Les logements sociaux

En ce qui concerne le logement de la population urbaine, après l’abolition en 1998 de l’affectation en nature de logements publics, les appartements ont été vendus aux locataires à des prix subventionnés et un système d’offre immobilière a été établi, comportant des programmes de logements aux loyers à faible coût pour les revenus les plus modestes, et abordables pour les foyers aux revenus plus élevés et ordinaires. D’autres mesures ont été prises pour assouplir les régulations sur les prêts immobiliers et développer un marché de l’immobilier ancien et un marché des locations. Les conditions d’habitation des citadins se sont considérablement améliorées, mais les besoins des populations les moins favorisées restent inassouvis dans beaucoup de villes. L’évolution de la politique gouvernementale, non seulement vouée au développement et à la croissance économique, mais aussi à l’amélioration de la qualité de vie de la population depuis 2007, a fortement dynamisé les programmes de logements sociaux. Cui Zhiyuan explique que Chongqing a lancé son propre programme immobilier puisqu’une des principales préoccupations des Chinois à l’heure actuelle concerne la flambée des prix des appartements commerciaux.

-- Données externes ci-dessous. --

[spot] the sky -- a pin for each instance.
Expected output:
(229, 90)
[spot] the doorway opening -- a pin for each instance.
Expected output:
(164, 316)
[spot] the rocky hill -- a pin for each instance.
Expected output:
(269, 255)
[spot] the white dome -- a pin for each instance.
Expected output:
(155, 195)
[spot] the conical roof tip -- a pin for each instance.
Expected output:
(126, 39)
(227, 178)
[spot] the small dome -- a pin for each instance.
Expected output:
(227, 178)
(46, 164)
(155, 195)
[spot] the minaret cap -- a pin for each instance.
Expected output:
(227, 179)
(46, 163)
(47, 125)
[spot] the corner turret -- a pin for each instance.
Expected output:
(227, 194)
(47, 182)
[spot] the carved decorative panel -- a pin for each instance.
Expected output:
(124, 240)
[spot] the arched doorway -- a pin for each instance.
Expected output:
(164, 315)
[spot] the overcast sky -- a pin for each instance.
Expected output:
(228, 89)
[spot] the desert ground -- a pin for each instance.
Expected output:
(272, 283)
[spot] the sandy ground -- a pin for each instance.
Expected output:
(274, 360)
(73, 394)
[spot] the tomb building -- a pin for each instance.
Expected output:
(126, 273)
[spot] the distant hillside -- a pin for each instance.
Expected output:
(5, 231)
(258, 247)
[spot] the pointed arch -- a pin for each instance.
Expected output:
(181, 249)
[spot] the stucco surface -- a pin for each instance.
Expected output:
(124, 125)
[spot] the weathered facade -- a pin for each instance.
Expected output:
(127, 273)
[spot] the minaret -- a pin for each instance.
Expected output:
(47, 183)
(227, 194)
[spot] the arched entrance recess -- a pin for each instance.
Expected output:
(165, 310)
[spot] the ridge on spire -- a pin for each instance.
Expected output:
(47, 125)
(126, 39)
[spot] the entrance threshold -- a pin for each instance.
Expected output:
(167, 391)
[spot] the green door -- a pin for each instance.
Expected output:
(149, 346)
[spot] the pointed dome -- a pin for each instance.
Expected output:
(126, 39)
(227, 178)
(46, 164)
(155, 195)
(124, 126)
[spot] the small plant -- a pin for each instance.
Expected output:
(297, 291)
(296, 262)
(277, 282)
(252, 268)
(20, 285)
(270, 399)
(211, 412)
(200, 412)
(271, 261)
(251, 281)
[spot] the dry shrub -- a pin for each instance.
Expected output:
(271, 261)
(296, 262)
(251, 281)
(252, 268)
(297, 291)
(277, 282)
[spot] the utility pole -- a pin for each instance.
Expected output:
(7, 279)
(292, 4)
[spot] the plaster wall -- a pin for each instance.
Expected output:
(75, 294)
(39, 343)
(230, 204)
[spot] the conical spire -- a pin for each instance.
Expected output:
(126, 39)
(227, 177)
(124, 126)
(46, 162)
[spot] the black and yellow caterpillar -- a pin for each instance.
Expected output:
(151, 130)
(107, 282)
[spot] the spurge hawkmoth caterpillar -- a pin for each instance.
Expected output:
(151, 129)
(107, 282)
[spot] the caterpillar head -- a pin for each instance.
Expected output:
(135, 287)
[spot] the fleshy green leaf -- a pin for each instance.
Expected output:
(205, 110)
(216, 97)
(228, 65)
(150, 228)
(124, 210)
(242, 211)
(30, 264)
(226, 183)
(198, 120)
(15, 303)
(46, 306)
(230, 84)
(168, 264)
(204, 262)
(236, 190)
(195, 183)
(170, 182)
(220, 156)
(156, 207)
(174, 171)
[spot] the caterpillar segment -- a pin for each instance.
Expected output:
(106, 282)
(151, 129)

« Avant la réforme, tous les logements appartenaient à l’État et ils étaient loués à très bas prix. Après la réforme, les biens publics ont été privatisés par un processus équitable. Par exemple, mes parents ont loué un appartement à Pékin pendant près de quarante ans jusqu’à ce qu’on leur propose de l’acheter dans les années 1990 à très bas coût étant donné qu’ils avaient travaillé pour la même unité de travail (danwei) et loué cet appartement pendant de longues années. Le pourcentage de propriétaires en Chine est par conséquent plus élevé qu’aux États-Unis. On peut parler d’une véritable tradition dans les villes chinoises. Les attentes de la population sont très élevées. J’ai épousé ma femme aux États-Unis, car nous étions tous les deux étudiants là-bas, et la plupart de mes collègues américains se mariait sans acheter d’appartement ou de maison. Cependant, beaucoup de jeunes Chinois pensent qu’ils doivent d’abord acheter un appartement avant de se marier. La plupart des gens se plaint des prix des appartements commerciaux en Chine. 5% des logements seulement sont des complexes immobiliers à bon marché. Ils sont réservés aux citadins aux revenus les plus faibles. Cela ne suffit pas. C’est la raison pour laquelle Chongqing a lancé un nouveau programme immobilier. Outre le marché des appartements commerciaux, les appartements locatifs publics devraient constituer 35 à 40% du parc immobilier. Cette mesure vise à offrir des appartements à des prix raisonnables aux jeunes diplômés. Ceux-ci ne sont pas pauvres mais ils ne devraient pas s’endetter aussi lourdement qu’ils tendent à le faire pour acheter un appartement. Chongqing a donc commencé à construire ces complexes dans vingt quartiers différents de la ville. 40 millions de m2 sont construits dans ce but par les entreprises publiques gérées par la commission des biens publics dans laquelle nous nous trouvons aujourd’hui. Ces appartements aux loyers contrôlés rapportent moins aux promoteurs, qui sont réticents à participer à ces programmes. C’est pourquoi les autres grandes villes ne peuvent s’embarquer dans ce type de projets ; il leur manque les entreprises publiques locales pour s’en charger ».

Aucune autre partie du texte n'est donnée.